Conservaría el domingo, dedicar tiempo a la Palabra y a las palabras de
todos, a escuchar y conversar.
Conservaría los estudios profundos y abiertos de filosofía para todos
los presbíteros.
Conservaría la liturgia, una liturgia preciosa, que no se perdiera
ninguna oración que haya sido alguna vez pronunciada honestamente por
alguien como todas nuestras abuelas.
Conservaría la valentía de los apóstoles. Conservaría cuando sale de
los desiertos en que la Iglesia se encuentra muchas veces y pone el
grito en el cielo. Apuesto todas mis fichas al anuncio profético en
medio de los sargazos del siglo.
Conservaría el ciclo litúrgico, la sabiduría de los tiempos. El
adviento, navidad, la cuaresma, pascua, Pentecostés.
Conservaría la memoria histórica de los mártires, de todos los santos y
de las víctimas de todos.
Conservaría el patrimonio histórico-artístico, las ermitas perdidas,
las torres erigidas. A veces parecen los astilleros de un gran
naufragio de un mundo levantado por las manos de mucha gente.
Conservaría los monasterios y conventos, la vida contemplativa.
Conservaría lo mejor de la pastoral de la Teología de la Liberación, la
inserción de barrios, Cáritas, la pastoral penitenciaria de este país y
los pequeños grupos de fe.
Pegar
Añadiría arte moderno y buen gusto, mucha más expresividad y novedad
artística para que pudiésemos encontrar el canto de la esperanza que
crea mundos más justos, en los que es posible sentarse el cordero y el
lobo, el sintecho y el inmobiliario y lleguen a construir una mejor
ciudad.
Añadiría mayor creatividad pastoral, más trabajo pastoral de calle y
menos despacho.
Añadiría más presencia de los pastores en los distintos ámbitos y
movimientos sociales para escuchar mucho, convivir y compartir lo mejor
de sí.
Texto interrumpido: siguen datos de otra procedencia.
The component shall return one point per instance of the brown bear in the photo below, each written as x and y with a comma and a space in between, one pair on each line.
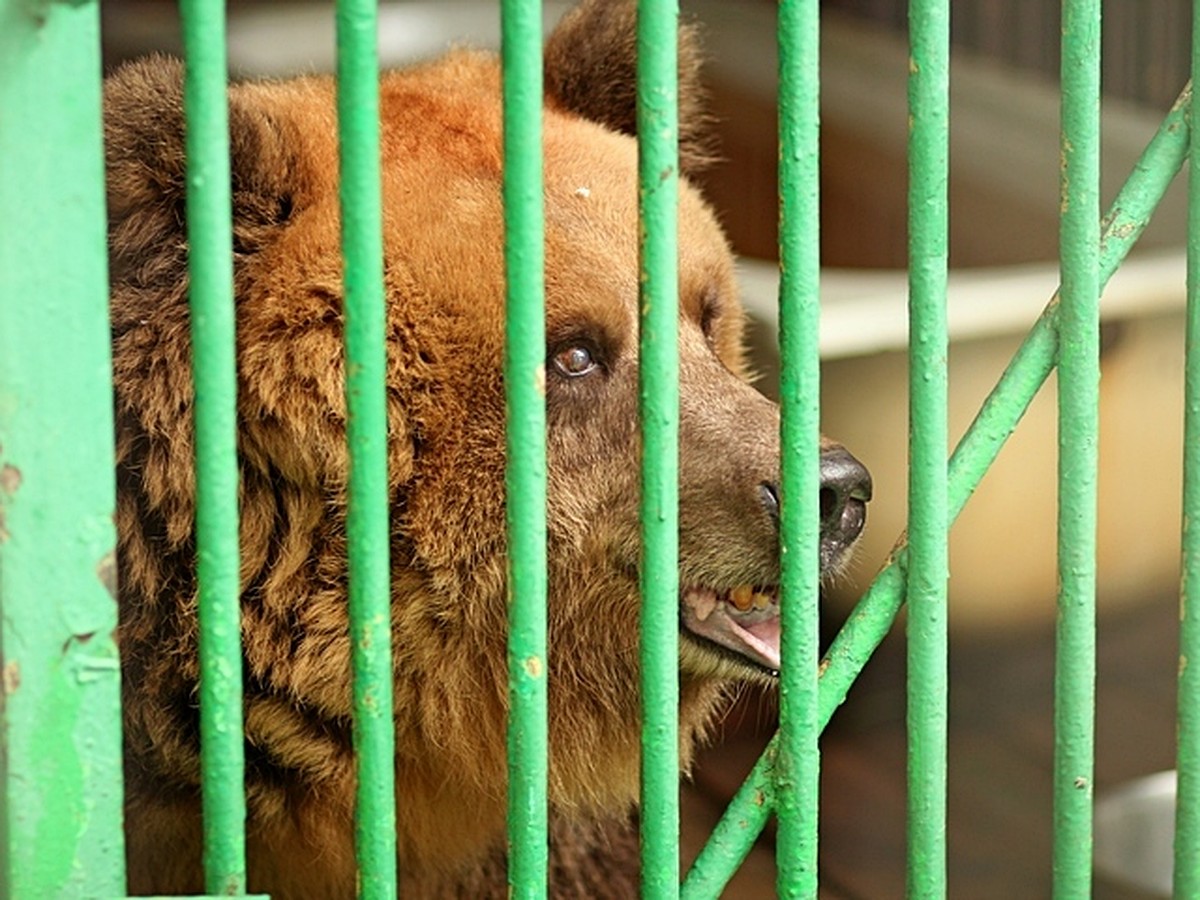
444, 279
Menos cenáculo con los de siempre y más cenas con publicanos.
Añadiría encuentros entre gente de parroquias de barrios bien y barrios
empobrecidos, para que conviviéramos y surgieran conversiones a la
justicia. Añadiría más ecumenismo dentro de la Iglesia entre los
diferentes movimientos, órdenes y comunidades.
Añadiría más ejercicios espirituales ignacianos hechos a fondo y de
verdad ofrecidos a gente de todos los lugares.
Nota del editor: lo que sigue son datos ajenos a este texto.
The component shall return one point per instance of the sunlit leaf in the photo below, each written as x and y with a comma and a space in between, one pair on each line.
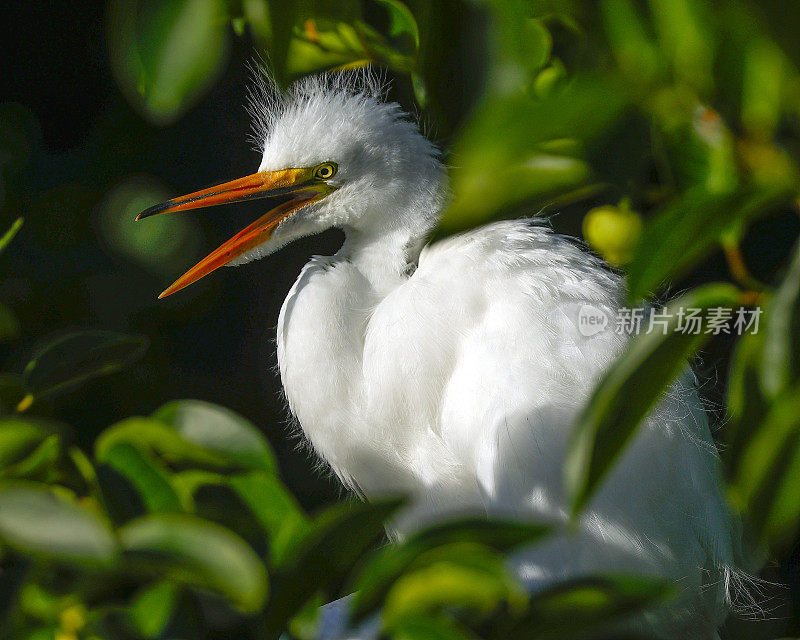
66, 362
494, 171
152, 608
197, 552
166, 55
686, 37
613, 232
386, 566
145, 474
275, 508
632, 386
35, 520
767, 480
150, 434
9, 325
325, 554
585, 606
220, 430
Añadiría más puentes entre mundo católico y los movimientos sociales y
políticos en los que se juega nuestro tiempo.
Cortar
El autoritarismo que es incapaz de entender el sentido eclesial de
autoridad.
La fobia de algunos a no reconocer las víctimas de nuestra propia
acción cuando no sabemos ser Iglesia de verdad.
Suprimiría el celibato obligatorio para los curas y la mala costumbre
de que las mujeres no puedan acoger el orden presbiteral.
Quitaría la capa roja a todas las potestades que se crean supermán.
Se me acaba la página: conservaría y añadiría tanto que no me quedaría
espacio para suprimir sino para progresar integrando lo mejor de cada
casa. Suprimiría menos gente suprema que suprima y que así haya más
gente que añada y conserve lo mejor de todos.